Species of bacterium

Gemmatimonas groenlandica is a bacterium species from the genus of Gemmatimonas which has been isolated from a stream in Zackenberg Valley, Greenland.

This species was isolated using a culturomics strategy using a mass spectroscopy-based high-throughput profiling method, along with a rapid screening technique for chlorophototrophs.

The species is an aerobic anoyxgenic photohetertroph; it is the first one of its kind isolated from this phylum. It can also be easily cultured in a liquid medium under fully aerobic conditions. Conversely, growth was not observed under photoautotrophic and chemoautotrophic conditions. Additionally, the species was not observed to ferment under anaerobic conditions. The cells were visualized utilizing scanning electron microscopy and transmission electron microscopy; they were found to exist as short to long rods, reproducing by binary fission and occasional budding.

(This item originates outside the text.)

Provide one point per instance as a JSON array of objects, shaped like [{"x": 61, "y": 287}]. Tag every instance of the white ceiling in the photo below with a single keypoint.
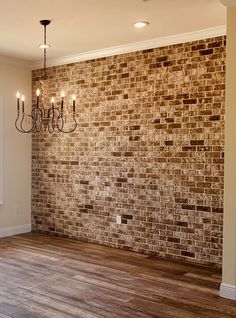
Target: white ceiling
[{"x": 80, "y": 26}]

The cells were sensitive to neomycin, amoxicillin, tetracycline, and amphotericin B, but possessed antibiotic resistance to bacitracin, chloramphenicol, and nystatin.

Molecular data to date has indicated that chlorophototrophic Gemmatimonadetes bacteria can be found in a wide variety of environments (e.g. soils, lakes, rivers, biofilms, plant surfaces), with the exception of marine environments. However, sampling complexities and the prevailing perception of low activities of phototrophic bacteria in Arctic conditions have left CGBs grossly understudied. The ease with which Gemmatimonas groenlandica can now be cultured, which researchers have attributed to Greenland's cold low-biomass environment and their employment of antibiotics throughout initial enrichment, allows for more detailed physiological studies of this novel model microorganism and possible strain genetic engineering in the future.